Consider Getting Treated Glass
If your home interior features hardwood flooring or colored rugs, consider getting doors with glass that has been treated to minimize UV rays. Prolonged exposure to UV rays causes many surfaces to fade and even become discolored over time. Hardwood flooring is the most vulnerable to UV damage, but rugs and furniture upholstery can also be significantly effected by the sun shining in. Other items that can be damaged by UV exposure include artwork and wooden furnishings. Since one of the purposes of having patio doors that feature lots of glass is to fill the home with natural light, don't defeat the purpose by keeping drapes pulled when the sun is out -- ask contractor about options for treated glass to protect your home interior.
Consider a New Style
If the patio door that you're replacing never really seemed to fit in with the rest of the home, consider replacing it with one that features a completely different style. Sliding glass doors are popular among modern homeowners because of their low-maintenance properties and large amount of natural light they let into the room. These are ideal for smaller homes where doors that open in or out might decrease available space too much. However, if you have the room, folding patio or swinging patio doors can add architectural interest. For the ultimate in elegance and glamor, consider having French doors installed.
For the classic look provided by French doors without the high price tag, consider getting doors with snap-in wood grills that replicate the look of individual panes of glass. These are easier to manufacture than traditional French doors in which each pane is built in separately , and the savings are passed on to the consumer.
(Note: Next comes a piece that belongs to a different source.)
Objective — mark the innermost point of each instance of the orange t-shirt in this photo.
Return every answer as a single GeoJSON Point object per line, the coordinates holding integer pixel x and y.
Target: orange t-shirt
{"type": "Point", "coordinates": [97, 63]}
Consider Energy Efficiency
Purchasing a new patio door provides homeowners with excellent opportunities to save an energy costs. The chances are good that the door you are replacing is an older one that was installed before advances in manufacturing technology resulted in the production of highly energy efficient doors and windows. Ask your contractor how products certified by the U.S. Department of Energy's ENERGY STAR program can save you money. Tighter fits, superior weather stripping materials, and improved core materials combine to meet ENERGY STAR standards and will help keep cool air from escaping during summer's heat and warm air from leaking out during winter. As an added bonus, energy efficient doors experience much less surface condensation, keeping your view clean and clear even on rainy or foggy days.
Consider the Materials
Although classic French doors are traditionally made from wood and glass, it's possible to get a similar look with doors crafted from other materials. If you'd rather limit the amount of wood used in your home, steel and aluminum offer attractive options that are low-maintenance and less expensive than their counterparts made from wood, and both materials are recyclable. If your household contains active children who are in and out constantly, durability will be high on your list of desired attributes for doors. Vinyl doors are almost indestructible, and won't chip, fade, or rot with the passage of time. Of course, there's always good old wood if you're a staunch traditionalist!